The major dihydroxy metabolites of arachidonic acid formed by human polymorphonuclear leukocytes (PMNL) are leukotriene B4 (LTB4), 6-trans-LTB4, and 12-epi-6-trans-LTB4. LTB4, and to a lesser extent its 6-trans isomers, are metabolized to 20-hydroxy products by a hydroxylase in PMNL. We have recently reported the existence of a second pathway involving a reductase which, combined with the hydroxylase, results in the conversion of 6-trans-LTB4 to dihydro-6-trans-LTB4. We have now investigated some of the characteristics of this novel triene reductase pathway in human PMNL and have characterized some of the products and their mechanism of formation. At low substrate concentrations, the major pathway for the initial metabolism of both 6-trans-LTB4 and 12-epi-6-trans-LTB4 is reduction of the conjugated triene chromophore to give dihydro products with single absorption maxima at about 230 nm. Dihydro-6-trans-LTB4 is rapidly converted to its 20-hydroxy metabolite by LTB4 20-hydroxylase. However, 20-hydroxy-6-trans-LTB4 is not a substrate for the reductase. Neither 12-epi-6-trans-LTB4 nor its dihydro metabolite, 5,12-dihydroxy-7,9,14-eicosatrienoic acid, which was identified by gas chromatography-mass spectrometry, were very good substrates for the hydroxylase. The dihydro metabolites of 6-trans-LTB4 and 12-epi-6-trans-LTB4 were formed rapidly during the initial phase of the reaction, whereas the corresponding dihydro-20-hydroxy metabolites were formed only after a lag phase. Experiments utilizing deuterium-labeled 12-epi-6-trans-LTB4 indicated that a hydrogen atom is lost from the 5-position of the substrate, suggesting that the initial step in the formation of the dihydro products is the formation of a 5-oxo intermediate. LTB4 is metabolized very rapidly by LTB4 20-hydroxylase in PMNL, and we have not yet identified dihydro products derived from this substance. However, LTB4 strongly inhibits the conversion of 12-epi-6-trans-LTB4 to dihydro products, suggesting that it may also interact with the reductase.     

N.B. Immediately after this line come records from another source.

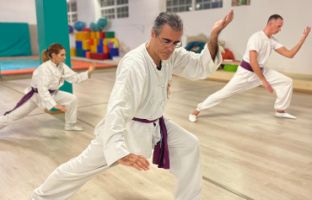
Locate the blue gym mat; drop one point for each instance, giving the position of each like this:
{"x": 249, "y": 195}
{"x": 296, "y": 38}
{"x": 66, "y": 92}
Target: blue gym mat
{"x": 18, "y": 64}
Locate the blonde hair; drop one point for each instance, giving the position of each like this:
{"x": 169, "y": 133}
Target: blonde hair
{"x": 53, "y": 48}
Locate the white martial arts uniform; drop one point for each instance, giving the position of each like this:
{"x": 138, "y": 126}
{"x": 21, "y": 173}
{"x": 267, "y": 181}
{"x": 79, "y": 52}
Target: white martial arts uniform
{"x": 49, "y": 76}
{"x": 244, "y": 80}
{"x": 140, "y": 90}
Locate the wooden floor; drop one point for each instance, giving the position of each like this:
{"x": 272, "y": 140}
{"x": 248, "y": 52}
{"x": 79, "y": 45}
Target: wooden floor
{"x": 247, "y": 153}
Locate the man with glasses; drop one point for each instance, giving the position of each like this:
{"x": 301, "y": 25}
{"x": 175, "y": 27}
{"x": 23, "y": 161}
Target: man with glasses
{"x": 134, "y": 122}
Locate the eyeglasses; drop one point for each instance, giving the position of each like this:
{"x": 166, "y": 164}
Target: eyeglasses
{"x": 168, "y": 43}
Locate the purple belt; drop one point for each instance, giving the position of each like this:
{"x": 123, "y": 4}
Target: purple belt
{"x": 161, "y": 151}
{"x": 247, "y": 66}
{"x": 25, "y": 98}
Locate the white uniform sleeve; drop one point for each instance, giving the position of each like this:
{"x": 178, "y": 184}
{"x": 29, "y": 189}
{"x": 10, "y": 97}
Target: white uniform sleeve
{"x": 123, "y": 103}
{"x": 43, "y": 89}
{"x": 193, "y": 65}
{"x": 74, "y": 77}
{"x": 275, "y": 44}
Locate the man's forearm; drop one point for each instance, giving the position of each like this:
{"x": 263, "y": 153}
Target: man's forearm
{"x": 213, "y": 45}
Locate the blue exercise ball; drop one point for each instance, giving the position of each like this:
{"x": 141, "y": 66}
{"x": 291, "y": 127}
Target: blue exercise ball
{"x": 79, "y": 25}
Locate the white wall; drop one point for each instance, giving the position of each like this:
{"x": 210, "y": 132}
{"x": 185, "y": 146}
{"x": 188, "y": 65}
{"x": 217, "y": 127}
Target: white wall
{"x": 18, "y": 11}
{"x": 134, "y": 30}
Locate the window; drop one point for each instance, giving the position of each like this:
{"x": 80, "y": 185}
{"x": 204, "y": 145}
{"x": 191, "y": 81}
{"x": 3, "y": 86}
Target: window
{"x": 190, "y": 5}
{"x": 72, "y": 11}
{"x": 114, "y": 8}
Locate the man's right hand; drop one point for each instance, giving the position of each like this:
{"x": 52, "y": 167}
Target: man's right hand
{"x": 267, "y": 86}
{"x": 60, "y": 107}
{"x": 135, "y": 161}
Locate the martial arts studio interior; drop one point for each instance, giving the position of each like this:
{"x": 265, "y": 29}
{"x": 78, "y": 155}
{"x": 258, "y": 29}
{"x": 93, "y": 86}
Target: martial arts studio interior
{"x": 247, "y": 150}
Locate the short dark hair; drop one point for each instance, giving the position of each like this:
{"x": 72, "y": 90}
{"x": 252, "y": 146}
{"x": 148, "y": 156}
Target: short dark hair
{"x": 172, "y": 19}
{"x": 275, "y": 17}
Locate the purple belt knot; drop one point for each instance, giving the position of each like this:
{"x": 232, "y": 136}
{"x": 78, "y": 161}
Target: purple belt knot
{"x": 161, "y": 150}
{"x": 25, "y": 98}
{"x": 246, "y": 65}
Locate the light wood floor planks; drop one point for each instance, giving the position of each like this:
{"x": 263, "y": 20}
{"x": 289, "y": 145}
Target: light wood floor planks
{"x": 246, "y": 153}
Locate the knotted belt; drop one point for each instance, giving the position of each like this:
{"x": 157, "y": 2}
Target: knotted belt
{"x": 25, "y": 98}
{"x": 247, "y": 66}
{"x": 161, "y": 151}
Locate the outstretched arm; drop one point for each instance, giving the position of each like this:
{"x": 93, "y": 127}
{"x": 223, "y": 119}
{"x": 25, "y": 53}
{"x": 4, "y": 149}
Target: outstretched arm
{"x": 216, "y": 30}
{"x": 253, "y": 55}
{"x": 292, "y": 52}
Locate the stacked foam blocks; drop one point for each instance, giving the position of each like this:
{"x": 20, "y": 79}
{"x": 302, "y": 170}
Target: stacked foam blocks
{"x": 95, "y": 45}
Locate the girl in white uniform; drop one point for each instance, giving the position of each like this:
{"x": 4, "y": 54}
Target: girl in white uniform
{"x": 43, "y": 91}
{"x": 252, "y": 72}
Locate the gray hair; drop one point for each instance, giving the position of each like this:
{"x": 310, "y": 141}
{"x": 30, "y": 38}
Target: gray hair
{"x": 172, "y": 19}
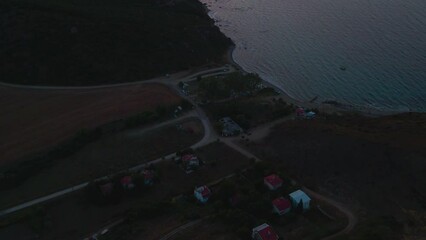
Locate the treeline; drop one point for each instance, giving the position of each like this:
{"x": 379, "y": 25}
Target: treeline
{"x": 79, "y": 42}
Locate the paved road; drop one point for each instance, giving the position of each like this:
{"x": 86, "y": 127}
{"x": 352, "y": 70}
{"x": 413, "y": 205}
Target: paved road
{"x": 209, "y": 133}
{"x": 181, "y": 228}
{"x": 209, "y": 136}
{"x": 180, "y": 76}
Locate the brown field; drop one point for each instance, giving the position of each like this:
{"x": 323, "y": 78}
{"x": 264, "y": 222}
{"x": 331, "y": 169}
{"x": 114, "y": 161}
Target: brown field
{"x": 106, "y": 156}
{"x": 74, "y": 217}
{"x": 34, "y": 120}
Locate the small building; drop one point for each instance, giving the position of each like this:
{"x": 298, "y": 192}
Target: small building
{"x": 273, "y": 182}
{"x": 300, "y": 198}
{"x": 310, "y": 115}
{"x": 281, "y": 205}
{"x": 300, "y": 112}
{"x": 190, "y": 162}
{"x": 229, "y": 127}
{"x": 127, "y": 182}
{"x": 148, "y": 177}
{"x": 202, "y": 193}
{"x": 264, "y": 232}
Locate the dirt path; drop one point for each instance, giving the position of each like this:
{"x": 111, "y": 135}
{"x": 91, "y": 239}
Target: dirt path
{"x": 352, "y": 219}
{"x": 181, "y": 228}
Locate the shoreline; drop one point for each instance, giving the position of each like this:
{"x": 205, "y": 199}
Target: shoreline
{"x": 329, "y": 108}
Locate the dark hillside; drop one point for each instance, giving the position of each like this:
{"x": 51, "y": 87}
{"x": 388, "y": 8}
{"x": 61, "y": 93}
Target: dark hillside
{"x": 376, "y": 165}
{"x": 80, "y": 42}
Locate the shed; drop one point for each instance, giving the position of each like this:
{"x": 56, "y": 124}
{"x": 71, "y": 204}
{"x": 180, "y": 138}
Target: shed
{"x": 281, "y": 205}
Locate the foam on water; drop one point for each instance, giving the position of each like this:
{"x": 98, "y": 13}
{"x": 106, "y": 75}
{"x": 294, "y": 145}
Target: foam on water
{"x": 369, "y": 53}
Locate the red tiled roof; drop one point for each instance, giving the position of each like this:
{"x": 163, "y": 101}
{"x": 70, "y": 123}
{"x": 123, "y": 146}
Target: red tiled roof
{"x": 268, "y": 234}
{"x": 189, "y": 157}
{"x": 274, "y": 180}
{"x": 281, "y": 204}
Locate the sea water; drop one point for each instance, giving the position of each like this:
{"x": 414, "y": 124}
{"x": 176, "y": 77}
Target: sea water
{"x": 367, "y": 53}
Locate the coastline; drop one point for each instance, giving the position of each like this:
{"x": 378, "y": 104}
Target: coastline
{"x": 332, "y": 107}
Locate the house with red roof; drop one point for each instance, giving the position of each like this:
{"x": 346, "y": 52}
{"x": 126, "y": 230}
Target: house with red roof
{"x": 264, "y": 232}
{"x": 202, "y": 193}
{"x": 190, "y": 162}
{"x": 281, "y": 205}
{"x": 273, "y": 182}
{"x": 127, "y": 182}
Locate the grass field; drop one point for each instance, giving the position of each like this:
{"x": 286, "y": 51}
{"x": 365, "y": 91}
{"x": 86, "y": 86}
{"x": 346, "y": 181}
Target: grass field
{"x": 35, "y": 120}
{"x": 73, "y": 217}
{"x": 105, "y": 156}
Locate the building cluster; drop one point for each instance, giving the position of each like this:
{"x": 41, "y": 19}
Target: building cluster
{"x": 280, "y": 205}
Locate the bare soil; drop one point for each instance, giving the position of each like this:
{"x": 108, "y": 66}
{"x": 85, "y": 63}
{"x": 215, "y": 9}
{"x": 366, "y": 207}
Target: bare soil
{"x": 107, "y": 156}
{"x": 35, "y": 120}
{"x": 74, "y": 217}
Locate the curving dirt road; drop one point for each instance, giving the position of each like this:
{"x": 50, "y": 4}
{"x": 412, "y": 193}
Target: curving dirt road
{"x": 209, "y": 136}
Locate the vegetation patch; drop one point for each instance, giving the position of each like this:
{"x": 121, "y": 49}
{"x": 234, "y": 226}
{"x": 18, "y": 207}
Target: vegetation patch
{"x": 78, "y": 42}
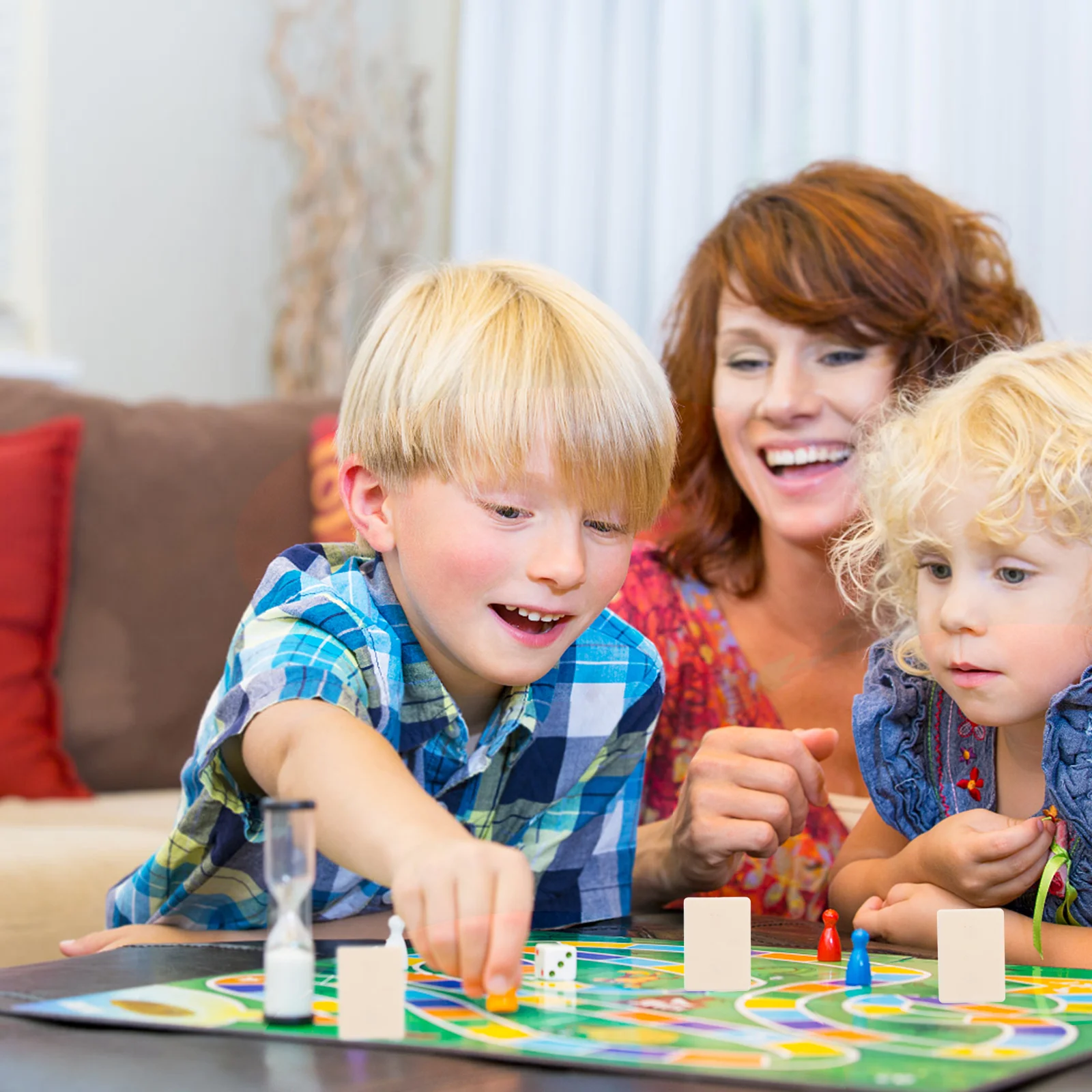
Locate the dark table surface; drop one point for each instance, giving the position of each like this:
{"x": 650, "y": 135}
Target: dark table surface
{"x": 35, "y": 1055}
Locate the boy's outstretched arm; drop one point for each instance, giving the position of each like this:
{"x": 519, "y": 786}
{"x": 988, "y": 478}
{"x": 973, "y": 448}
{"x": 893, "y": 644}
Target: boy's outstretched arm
{"x": 467, "y": 902}
{"x": 984, "y": 859}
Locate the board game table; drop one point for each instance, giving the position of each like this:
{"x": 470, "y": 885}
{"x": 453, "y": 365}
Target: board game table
{"x": 40, "y": 1055}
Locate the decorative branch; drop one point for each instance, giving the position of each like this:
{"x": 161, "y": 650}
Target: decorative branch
{"x": 356, "y": 205}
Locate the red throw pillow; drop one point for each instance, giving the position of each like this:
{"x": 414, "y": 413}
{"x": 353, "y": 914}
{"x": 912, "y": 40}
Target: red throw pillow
{"x": 329, "y": 520}
{"x": 38, "y": 468}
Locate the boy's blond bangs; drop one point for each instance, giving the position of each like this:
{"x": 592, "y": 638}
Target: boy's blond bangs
{"x": 468, "y": 369}
{"x": 1022, "y": 422}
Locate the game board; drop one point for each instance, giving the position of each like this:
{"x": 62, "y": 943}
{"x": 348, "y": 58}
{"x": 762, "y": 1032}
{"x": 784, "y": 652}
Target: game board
{"x": 797, "y": 1024}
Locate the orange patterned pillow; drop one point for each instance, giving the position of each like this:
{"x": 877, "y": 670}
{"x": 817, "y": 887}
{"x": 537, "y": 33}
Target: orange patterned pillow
{"x": 329, "y": 520}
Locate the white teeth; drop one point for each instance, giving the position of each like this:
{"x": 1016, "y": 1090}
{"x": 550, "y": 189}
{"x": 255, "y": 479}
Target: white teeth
{"x": 806, "y": 456}
{"x": 534, "y": 615}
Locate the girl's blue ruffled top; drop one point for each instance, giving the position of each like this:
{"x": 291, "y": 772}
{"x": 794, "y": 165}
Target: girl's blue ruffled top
{"x": 923, "y": 760}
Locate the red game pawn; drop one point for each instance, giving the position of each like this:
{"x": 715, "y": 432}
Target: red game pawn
{"x": 830, "y": 943}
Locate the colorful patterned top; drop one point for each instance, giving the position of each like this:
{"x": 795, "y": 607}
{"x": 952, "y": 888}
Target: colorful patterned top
{"x": 710, "y": 685}
{"x": 557, "y": 771}
{"x": 923, "y": 760}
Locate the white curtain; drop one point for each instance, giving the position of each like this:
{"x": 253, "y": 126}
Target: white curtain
{"x": 606, "y": 136}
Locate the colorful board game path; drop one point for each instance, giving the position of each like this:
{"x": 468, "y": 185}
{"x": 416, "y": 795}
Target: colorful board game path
{"x": 797, "y": 1024}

Metabolism of leukotriene B4 to dihydro and dihydro-oxo products by porcine leukocytes

Porcine leukocytes contain a novel pathway for the metabolism of leukotriene B4 (LTB4) which results in reduction of the conjugated triene chromophore to a conjugated diene. These cells converted LTB4 to two major metabolites, both of which exhibited maximal absorbance at 230 nm in their UV spectra. These products were purified by high pressure liquid chromatography and identified as 10, 11-dihydro-LTB4 and 10,11-dihydro-12-oxo-LTB4 on the basis of the mass spectra of various derivatives. The position of the double bond of LTB4 which had been reduced was established by cleaving the remaining double bonds of 10, 11-dihydro-LTB4 with ozone followed by oxidation or reduction of the resulting ozonide and analysis of the products by mass spectrometry. Experiments with deuterium-labeled substrate indicated that LTB4 could be directly converted to 10, 11-dihydro-LTB4 without the prior oxidation of either of its hydroxyl groups, as is required for the formation of dihydro metabolites of prostaglandins. Incubation of porcine leukocytes with 10, 11-dihydro-LTB4 and 10, 11-dihydro-12-oxo-LTB4 indicated that these two products can be interconverted and are in equilibrium with one another. The dihydro-oxo metabolite can therefore be formed from 10, 11-dihydro-LTB4, although we have not ruled out the possibility that it is also produced via 12-oxo-LTB4, which could be a transitory intermediate. These results indicate that porcine leukocytes contain a novel reductase/dehydrogenase pathway distinct from the pathway responsible for the metabolism of prostaglandins. This pathway is also different from the pathway in human polymorphonuclear leukocytes which converts 6-trans-isomers of LTB4 to dihydro products, since the latter pathway involves 5-oxo intermediates and results in a shift in the positions of the remaining double bonds.